For each concrete grid type, there is one class implementing the abstract grid concept. (In the STL parlance, it is models of the concepts.) To actually use this grid type, one has to access a number of different classes accounting for a representation of this mental "The Grid" thing one may have in mind. Thus, there are seperate classes for grid elements (vertices, edges, cells), iterators, and grid functions.
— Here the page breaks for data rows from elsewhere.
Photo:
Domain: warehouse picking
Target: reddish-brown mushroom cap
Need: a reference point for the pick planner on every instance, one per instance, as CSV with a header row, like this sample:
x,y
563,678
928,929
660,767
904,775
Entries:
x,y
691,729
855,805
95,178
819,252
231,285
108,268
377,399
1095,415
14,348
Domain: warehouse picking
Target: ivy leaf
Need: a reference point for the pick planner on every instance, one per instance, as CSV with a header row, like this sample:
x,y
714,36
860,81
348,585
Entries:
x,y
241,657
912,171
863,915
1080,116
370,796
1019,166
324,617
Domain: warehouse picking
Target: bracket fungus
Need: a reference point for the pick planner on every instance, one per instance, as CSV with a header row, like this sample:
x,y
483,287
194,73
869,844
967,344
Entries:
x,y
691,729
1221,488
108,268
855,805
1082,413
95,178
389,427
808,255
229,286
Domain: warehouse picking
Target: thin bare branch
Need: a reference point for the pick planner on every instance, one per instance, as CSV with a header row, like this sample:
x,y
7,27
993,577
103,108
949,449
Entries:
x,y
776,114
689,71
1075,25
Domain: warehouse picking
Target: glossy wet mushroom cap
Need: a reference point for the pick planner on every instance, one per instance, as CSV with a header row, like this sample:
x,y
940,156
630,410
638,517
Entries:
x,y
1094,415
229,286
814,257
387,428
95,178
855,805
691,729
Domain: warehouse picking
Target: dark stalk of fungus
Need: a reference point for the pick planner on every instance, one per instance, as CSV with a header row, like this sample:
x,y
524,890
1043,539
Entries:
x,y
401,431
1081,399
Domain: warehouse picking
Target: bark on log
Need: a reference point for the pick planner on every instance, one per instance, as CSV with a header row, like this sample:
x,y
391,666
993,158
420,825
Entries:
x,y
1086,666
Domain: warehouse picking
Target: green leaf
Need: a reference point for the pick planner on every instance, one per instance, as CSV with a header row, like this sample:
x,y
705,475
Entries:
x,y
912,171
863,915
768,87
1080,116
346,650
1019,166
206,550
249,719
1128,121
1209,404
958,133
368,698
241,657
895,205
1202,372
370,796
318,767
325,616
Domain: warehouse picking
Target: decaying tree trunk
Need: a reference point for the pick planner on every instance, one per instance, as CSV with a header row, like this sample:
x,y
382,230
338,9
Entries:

The concrete grid types act as a sort of central entry point giving access to these associated types, which one can think of as forming a sort of `halo' around the central grid type.

The number of supported types will not be the same for all grids. The basic Grid concepts requires any types at all -- everything useful comes in through refinements of this concept. A grid even does not need to define all possible element types -- there are grid types used only for I/O (see IstreamComplex2DFmt) which do with a quite minimalistic set of associated types. Most profoundly, grids differ in the amount of incidence iteration they can support -- a trade-off between storage consumption and functionality.

At first reading, one can consider this type association as fixed. But in principle, it is possible to use different `halo' types with one and the same grid type. This technique allows a fine control of grid functionality which is not attainable with a monolithic approach.

An important technical question is now how to access `halo types' in a consistent and uniform manner.

The way chosen here is to collect all non-generic grid-related types into a dedicated entity called grid_types, associated to a concrete grid type. (With `non-generic', we mean types that have to be specialized for each concrete grid type.) In practice, this is just a class template that has to be specialized for concrete grids.

This mechanism provides algorithms with a single entry point to type information (and perhaps other) related to a grid parameter. It also offers a clean possibility to pass a different `halo', that is, a customized set of types which behave differently. For example, one could use special iterators for doing limited algorithm animation in an automatic way. Currently, only few algorithms are actually parameterized by grid types, an example is the CGT parameter of CalculateNeighborCells.

We may contrast this with the corresponding mechanisms for STL containers: These, too, are associated with some service types, namely the iterator type(s), which are accessed by means of nested typedefs:

    Container C;
    typedef Container::iterator iter_type;
    iter_type i = C.begin();
  
In our approach, an analogous action would look like the following:
    MyGrid g;
    typedef grid_types<MyGrid> gt; // default set of related types
    gt::VertexIterator vi = g.FirstVertex();
  
A quantitative difference to the STL is, that in the grid category, many more types are necessary. The total functionality making up a grid is also more broadly distributed among these types.

An important qualitative difference is the parameterization of algorithms. STL algorithms are never parameterized by containers but always by iterators forming a logical range [begin, end). This captures well the only aspect of containers the algorithms are interested in, namely that they represent linear sequences. In contrast, algorithms for grids are parameterized by grids, and often also by grid functions or grid geometries, which correspond in some sense to the STL containers. This is due to the fact that grids in this case act as placeholders for the underlying mathematical structures on top of which the algorithm performs its tasks.

The set of types used by these algorithms is rich, corresponding to the richer structures of the domain. Moreover, these types are not independent, by closely relate to each other. Therefore, the responsibility for bundling the right types together has to be concentrated somewhere. This is in essence what the grid_types mechanism does: It maps grid types to a set of related types. If one want to control the way algorithms access grid-related types, one has to parameterize them with such mappings, in addition to their regular parameters.